One of the main goals of this research work consisted in examining the behaviour of the proposed design on a wide range of CUDA-enabled GPU devices, covering the different modern microarchitectures published by NVIDIA. With this purpose in mind, we performed an in-depth experimental evaluation on five GPUs, namely Tesla K40m (Kepler architecture), TITAN X (Maxwell), TITAN Xp (Pascal), Tesla V100 (Volta), and RTX 2080Ti (Turing). Moreover, five real-world protein datasets were employed in the experimentation, with the aim of covering representative problem sizes encountered in current phylogenetic analyses. The validation of the CUDA design over other alternatives for GPU programming revealed that the CUDA-based approach provided the most satisfying performance in terms of execution time, yet the advances in directive-based compilers are progressively closing the gap with regard to other programming models. Furthermore, the evaluation of time and compute performance, for the different GPU devices considered in this work, confirmed the challenging nature of the protein-based formulation of the problem, being required the use of recent, state-of-the-art GPU architectures to tackle it. The evaluation also gave account of the relationship between GPU computational capabilities and problem sizes.
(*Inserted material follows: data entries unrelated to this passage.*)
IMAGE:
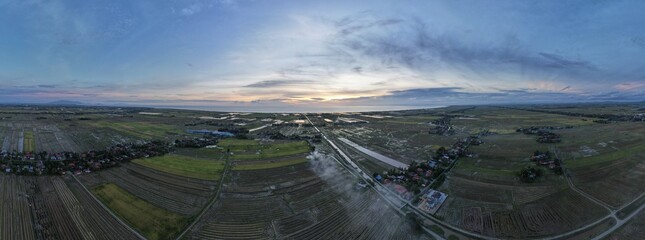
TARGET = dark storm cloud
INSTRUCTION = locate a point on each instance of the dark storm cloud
(414, 45)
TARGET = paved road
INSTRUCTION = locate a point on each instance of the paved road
(377, 156)
(478, 236)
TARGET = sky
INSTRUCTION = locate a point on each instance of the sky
(300, 55)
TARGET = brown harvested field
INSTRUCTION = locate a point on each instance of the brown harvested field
(633, 230)
(556, 213)
(15, 214)
(616, 183)
(175, 193)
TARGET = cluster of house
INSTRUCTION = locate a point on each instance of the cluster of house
(546, 159)
(544, 136)
(86, 162)
(432, 201)
(442, 126)
(410, 181)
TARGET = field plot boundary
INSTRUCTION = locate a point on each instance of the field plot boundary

More specifically, datasets with long sequence lengths (> 600,000 amino acids) benefited the most from the advanced architectural features of Tesla V100, while the remaining datasets were satisfactorily handled by using a commercial RTX 2080Ti (at the expense of higher power consumption requirements). Finally, the relevance of the attained results was examined by performing comparisons with other parallel platforms and parsimony benchmarking tools. The obtained results suggested that GPU computing represents a fitting solution to conduct in an efficient way the processing of challenging protein sequence alignments.

Future research is aimed at designing advanced algorithmic strategies to undertake phylogenetic analyses in compute-hungry, large-scale multiobjective contexts. The main idea lies in the integration of different layers of parallelism (distributed memory, shared memory devices, and hardware accelerators) to take full advantage of the capabilities of current cluster infrastructures. A proposal oriented towards computing nodes with homogeneous characteristics will be initially investigated, considering different design strategies to minimize idle times and execution dependencies among the involved processing components. We will study in a second step the definition of load balancing mechanisms to allow efficient exploitation of heterogeneous nodes, with different CPUs, GPUs, and other co-processors. In this context, a promising direction lies in the evaluation of advanced reconfigurable and adaptable architectures, such as the Alveo U Data Center accelerators [45], in complex phylogenetic spaces and sequence data. Multi-GPU and multi-accelerator implementations with different granularity (coarse-grained distribution of independent phylogenies and fine-grained concurrent subtree processing) will be investigated in the pursuit of maximized performance. Finally, the application of multi-level parallel designs to other bioinformatics problems will be explored.